Throwback Thursdays Art – w/ Update!

Every Thursday, as part of my personal “enriched environment” initiative, I post a piece of art, usually from the Metropolitan Museum of Art, which recently released online some 400,000 high-resolution images of its collection.  All artwork will show a sun (or sunlight) somewhere. 

I won’t name the piece or the artist, but instead invite you to study the art and post a comment addressing one or more of these questions:

  • What is going on in this picture?
  • What do you see that makes you say that?
  • What more can you find?

If you have another idea, run with it.

Special Update!  The New York Times website does this same exercise every Monday with a news photo that is uncaptioned and contains no text (click!).  The Times asks viewers the same three questions:

  • What is going on in this picture?
  • What do you see that makes you say that?
  • What more can you find?

However, at the end of the week, the Times posts the background information on the picture.  So, I’ve decided to do the same.  I’ll still post an unlabeled piece of art on Thursday.  But return on Sunday (for the Sunny Sundays post!) and you’ll find an update on the artwork here.

Note:  To embiggen the image, click on it! 



Harbour Scene with Rising Sun

Artist:  Claude Lorrain (Claude Gellée) (French, Chamagne 1604/5?–1682 Rome)

Date:  1634

Medium:  Etching; fifth state of eight (Mannocci)

Dimensions:  sheet: 5 9/16 x 8 1/4 in. (14.1 x 21 cm) plate: 5 1/8 x 7 13/16 in. (13 x 19.8 cm)

Classification:  Prints

 

 

4 thoughts on “Throwback Thursdays Art – w/ Update!”

  1. Is this a dream? I see a gigantic imposing building with columns on the left, right next to the waters of some kind of harbor, and all sorts of shadowy men working on small boats in the foreground and doing something with poles. In the background are bigger ships, and it seems everything fades into a bright white light in the center of the picture, perhaps the rising sun.

  2. I see a dark curvature in this picture that circles most of the way around the sun, which appears to be rising blindingly in the center. The dark curve starts on the left with the tree that’s next to the impressive building with columns. It continues down on the loading dock in the front foreground, especially with that curving boat. It continues up the right side of the picture with that boom (?) gaff (?) leaning up and leftwards on the mast of the boat on the right. As many of the humans are between the viewer and the sun, they’re mostly black shadows.

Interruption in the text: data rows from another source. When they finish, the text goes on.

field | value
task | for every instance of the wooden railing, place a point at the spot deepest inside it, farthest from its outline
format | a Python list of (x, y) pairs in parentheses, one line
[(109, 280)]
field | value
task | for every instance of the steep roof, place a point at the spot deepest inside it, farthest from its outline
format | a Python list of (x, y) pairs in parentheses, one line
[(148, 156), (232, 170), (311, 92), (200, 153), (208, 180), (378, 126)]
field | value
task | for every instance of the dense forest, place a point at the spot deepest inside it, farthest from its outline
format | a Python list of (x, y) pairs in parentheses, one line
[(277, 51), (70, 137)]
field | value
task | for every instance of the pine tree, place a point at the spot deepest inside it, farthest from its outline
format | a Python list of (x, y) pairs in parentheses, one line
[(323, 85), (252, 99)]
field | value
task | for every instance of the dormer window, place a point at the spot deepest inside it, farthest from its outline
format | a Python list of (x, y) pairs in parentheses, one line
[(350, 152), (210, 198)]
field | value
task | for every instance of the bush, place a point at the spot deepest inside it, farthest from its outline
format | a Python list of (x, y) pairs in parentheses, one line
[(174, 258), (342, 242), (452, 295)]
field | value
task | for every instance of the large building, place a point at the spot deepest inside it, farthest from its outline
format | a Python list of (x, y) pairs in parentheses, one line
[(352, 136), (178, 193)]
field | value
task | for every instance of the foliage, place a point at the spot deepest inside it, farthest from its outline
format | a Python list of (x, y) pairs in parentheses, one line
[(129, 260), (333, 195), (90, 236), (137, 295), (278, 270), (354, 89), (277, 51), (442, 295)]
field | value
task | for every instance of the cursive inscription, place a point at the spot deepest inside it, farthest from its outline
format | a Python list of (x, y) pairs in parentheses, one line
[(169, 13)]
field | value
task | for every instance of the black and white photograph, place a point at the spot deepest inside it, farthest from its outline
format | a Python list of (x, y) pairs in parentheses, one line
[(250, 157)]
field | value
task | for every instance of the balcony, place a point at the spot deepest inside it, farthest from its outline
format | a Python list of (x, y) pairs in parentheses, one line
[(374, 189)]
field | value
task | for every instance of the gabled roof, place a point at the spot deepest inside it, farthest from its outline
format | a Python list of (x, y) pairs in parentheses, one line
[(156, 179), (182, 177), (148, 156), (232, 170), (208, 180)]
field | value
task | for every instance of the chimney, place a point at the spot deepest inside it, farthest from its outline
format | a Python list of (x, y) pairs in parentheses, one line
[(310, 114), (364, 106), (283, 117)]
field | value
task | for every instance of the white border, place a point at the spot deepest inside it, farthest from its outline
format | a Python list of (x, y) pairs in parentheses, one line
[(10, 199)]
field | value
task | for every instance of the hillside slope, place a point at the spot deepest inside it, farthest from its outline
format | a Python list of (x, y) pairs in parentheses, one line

    Nice composition. And a bit surreal.

  3. I think this is a drawing from the future, when global warming has moved the ocean into the streets of coastal cities, and the world governments insist that we use wind power for boats and do many other environmental things to bring the earth’s temperatures back down. In addition, the earth is not only revolving around the sun, but the sun’s gravitational pull is bringing the earth closer and closer to the sun, and one day we shall all burn up. THe sun is that powerful.

  4. Question. Is this going to be a scorching hot day? I feel I should put on my sunglasses. And for some reason I feel the water here must be very polluted.